Hints - Build a slice of named errors first, then format conditionally.

Solution sketch

import (
    "errors"
    "fmt"
    "strings"
)

var (
    ErrName  = errors.New("name empty")
    ErrEmail = errors.New("email missing @")
    ErrAge   = errors.New("age out of range")
)

func ValidateAll(name, email string, age int) error {
    var errs []error
    if name == "" { errs = append(errs, ErrName) }
    if !strings.Contains(email, "@") { errs = append(errs, ErrEmail) }
    if age < 0 || age > 150 { errs = append(errs, ErrAge) }
    switch len(errs) {
    case 0:
        return nil
    case 1:
        return fmt.Errorf("invalid: %w", errs[0])
    case 2:
        return fmt.Errorf("invalid: %w; %w", errs[0], errs[1])
    default:
        return fmt.Errorf("invalid: %w; %w; %w", errs[0], errs[1], errs[2])
    }
}

A more general approach uses errors.Join:

return fmt.Errorf("invalid: %w", errors.Join(errs...))

But Join produces a *joinError with its own multi-line format; fmt.Errorf with explicit %ws gives you sentence-shaped output.

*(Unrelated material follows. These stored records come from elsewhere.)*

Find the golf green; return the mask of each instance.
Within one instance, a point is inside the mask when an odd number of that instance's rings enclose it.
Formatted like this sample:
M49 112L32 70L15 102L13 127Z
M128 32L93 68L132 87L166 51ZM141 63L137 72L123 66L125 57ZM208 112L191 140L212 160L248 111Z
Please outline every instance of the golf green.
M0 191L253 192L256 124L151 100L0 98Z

Task 16 (Boss-level) — Wrap helper that captures op name

Build a small helper func Wrap(op string, err error) error that: - Returns nil if err == nil (do not wrap nil!). - Returns fmt.Errorf("%s: %w", op, err) otherwise.

Then add a Wrapf(op string, err error, format string, args ...any) error variant that injects formatted context:

return Wrapf("LookupUser", err, "id=%d", id)
// produces: "LookupUser id=42: <err>"

Implement both with proper handling for nil input.

Solution

package wrap

import "fmt"

func Wrap(op string, err error) error {
    if err == nil {
        return nil
    }
    return fmt.Errorf("%s: %w", op, err)
}

func Wrapf(op string, err error, format string, args ...any) error {
    if err == nil {
        return nil
    }
    return fmt.Errorf("%s "+format+": %w", append(append([]any{op}, args...), err)...)
}

The variadic argument-construction is fiddly. A cleaner alternative builds the prefix first:

func Wrapf(op string, err error, format string, args ...any) error {
    if err == nil {
        return nil
    }
    detail := fmt.Sprintf(format, args...)
    return fmt.Errorf("%s %s: %w", op, detail, err)
}

Two Sprintf-style allocations vs the inline version's one. Choose based on whether you care.


Task 17 (Boss-level) — Custom Is method on a wrap-friendly error

Define *HTTPError with a Status int. Implement Is(target error) bool so that errors.Is(err, &HTTPError{Status: 404}) returns true for any *HTTPError with Status=404. Then wrap a 404 error inside another fmt.Errorf and verify the Is match still works.

Solution

type HTTPError struct {
    Status int
    Msg    string
}

func (e *HTTPError) Error() string {
    return fmt.Sprintf("http %d: %s", e.Status, e.Msg)
}

func (e *HTTPError) Is(target error) bool {
    t, ok := target.(*HTTPError)
    return ok && e.Status == t.Status
}

func main() {
    inner := &HTTPError{Status: 404, Msg: "missing"}
    outer := fmt.Errorf("fetch /users: %w", inner)
    target := &HTTPError{Status: 404}
    fmt.Println(errors.Is(outer, target)) // true
}

Walking through: errors.Is(outer, target) first compares outer == target (false), unwraps to inner, then because inner has an Is method, calls inner.Is(target) which returns true.